THE MILITARY GANG that took over the Bolivian goverment in a coup on July 17 and has since been ravaging the country's frail freedoms has now turned with a vengeance upon the foreign press. Passing beyond the crude intimidation that is the stuff of journalistic life in many Third World countries, the military rulers in La Paz have declared that they will try Mary Helen Spooner, an American correspondent who has been working for London's Financial Times. The story for which she was arrested alleged that the new president, among others, was involved in the drug trade, and it reviewed certain episodes in the past of the interior minister, the head of the police. She is accused of libeling and defaming the country's leaders -- a charge leaning heavily on the pernicious sort of criticism of the foreign press that has seeped through the Third World in recent years.
We realize that many Bolivians have suffered greatly since the coup: there have been scores of killings, perhaps a thousand arrests and mass deprivation of rights. Nothing that has happened to the foreign press corps compares with those depredations, and, anyway, foreign correspondents take their chances when they go to places where the normal protections cannot be counted on. But none of this is justification for the harsh threat to Ms. Spooner.

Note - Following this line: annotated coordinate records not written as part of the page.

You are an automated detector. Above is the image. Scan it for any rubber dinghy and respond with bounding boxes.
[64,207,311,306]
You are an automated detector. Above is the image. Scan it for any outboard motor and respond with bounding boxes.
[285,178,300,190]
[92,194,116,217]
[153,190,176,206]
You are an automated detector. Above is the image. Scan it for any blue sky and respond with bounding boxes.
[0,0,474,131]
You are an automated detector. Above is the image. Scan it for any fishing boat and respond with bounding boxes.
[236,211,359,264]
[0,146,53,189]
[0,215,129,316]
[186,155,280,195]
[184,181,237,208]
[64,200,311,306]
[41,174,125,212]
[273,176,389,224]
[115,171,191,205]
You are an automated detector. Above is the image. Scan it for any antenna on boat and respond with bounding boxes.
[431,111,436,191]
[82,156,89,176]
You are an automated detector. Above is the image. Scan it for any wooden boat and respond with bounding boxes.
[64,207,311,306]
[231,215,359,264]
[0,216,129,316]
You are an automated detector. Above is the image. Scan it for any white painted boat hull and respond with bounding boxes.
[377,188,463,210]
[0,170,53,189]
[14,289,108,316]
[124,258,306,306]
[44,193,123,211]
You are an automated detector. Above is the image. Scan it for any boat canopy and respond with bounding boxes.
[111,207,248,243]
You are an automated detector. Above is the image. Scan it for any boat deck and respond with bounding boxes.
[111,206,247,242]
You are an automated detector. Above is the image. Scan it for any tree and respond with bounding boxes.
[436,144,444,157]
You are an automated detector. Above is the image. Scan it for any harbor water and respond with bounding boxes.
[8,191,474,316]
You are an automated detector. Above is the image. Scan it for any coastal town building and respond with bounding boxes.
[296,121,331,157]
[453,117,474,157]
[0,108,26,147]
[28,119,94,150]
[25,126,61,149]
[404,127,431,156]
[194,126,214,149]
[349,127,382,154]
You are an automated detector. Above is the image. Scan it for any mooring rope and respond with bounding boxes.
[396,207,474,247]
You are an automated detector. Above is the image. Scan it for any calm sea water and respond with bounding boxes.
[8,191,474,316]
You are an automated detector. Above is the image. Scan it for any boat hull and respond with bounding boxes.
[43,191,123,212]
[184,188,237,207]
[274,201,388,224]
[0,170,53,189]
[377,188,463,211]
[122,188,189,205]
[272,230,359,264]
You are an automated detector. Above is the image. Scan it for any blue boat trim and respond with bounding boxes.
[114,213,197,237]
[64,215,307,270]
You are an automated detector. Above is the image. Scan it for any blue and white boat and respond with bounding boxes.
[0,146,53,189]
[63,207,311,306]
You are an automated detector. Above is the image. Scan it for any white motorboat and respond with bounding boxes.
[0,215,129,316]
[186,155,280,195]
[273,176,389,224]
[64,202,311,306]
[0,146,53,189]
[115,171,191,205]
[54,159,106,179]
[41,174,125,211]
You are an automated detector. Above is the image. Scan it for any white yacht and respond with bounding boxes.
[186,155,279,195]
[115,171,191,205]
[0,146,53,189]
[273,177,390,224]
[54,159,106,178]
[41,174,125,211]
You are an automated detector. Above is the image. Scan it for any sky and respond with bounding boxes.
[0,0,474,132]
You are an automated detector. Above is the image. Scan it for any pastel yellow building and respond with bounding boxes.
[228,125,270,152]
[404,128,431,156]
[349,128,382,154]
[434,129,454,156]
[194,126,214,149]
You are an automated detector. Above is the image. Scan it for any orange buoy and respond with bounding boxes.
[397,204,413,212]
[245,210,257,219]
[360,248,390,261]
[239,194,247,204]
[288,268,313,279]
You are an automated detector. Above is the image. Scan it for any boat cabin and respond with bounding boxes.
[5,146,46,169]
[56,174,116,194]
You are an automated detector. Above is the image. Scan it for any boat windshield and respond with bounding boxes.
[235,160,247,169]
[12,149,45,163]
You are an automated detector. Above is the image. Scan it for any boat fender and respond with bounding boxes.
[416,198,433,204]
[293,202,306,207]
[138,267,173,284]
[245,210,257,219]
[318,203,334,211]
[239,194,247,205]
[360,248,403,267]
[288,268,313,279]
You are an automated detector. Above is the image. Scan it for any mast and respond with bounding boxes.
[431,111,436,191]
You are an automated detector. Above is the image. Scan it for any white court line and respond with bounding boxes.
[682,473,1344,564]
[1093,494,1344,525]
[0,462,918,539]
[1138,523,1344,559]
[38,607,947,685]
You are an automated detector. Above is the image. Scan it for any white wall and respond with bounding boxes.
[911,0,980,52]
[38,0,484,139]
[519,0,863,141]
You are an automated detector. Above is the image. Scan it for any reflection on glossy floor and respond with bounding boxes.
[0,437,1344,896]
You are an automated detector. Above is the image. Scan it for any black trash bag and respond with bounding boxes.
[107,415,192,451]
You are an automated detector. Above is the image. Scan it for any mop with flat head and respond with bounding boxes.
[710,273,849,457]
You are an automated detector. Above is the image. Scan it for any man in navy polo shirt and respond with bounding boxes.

It is common knowledge that the new Bolivian leadership includes some of the top dealers in the country's thriving cocaine trade. Informed Bolivians point out that one reason for the coup was the promise of the newly elected president to move against the drug trade. If the Financial Times correspondent was exposing further details of this traffic, then she was only amplifying a record that has already stigmatized the Bolivian military in the eyes of the whole hemisphere. The threat to bring her to trial will be taken as a desperation move and as a confirmation of the darkest allegations made about the makers of the coup.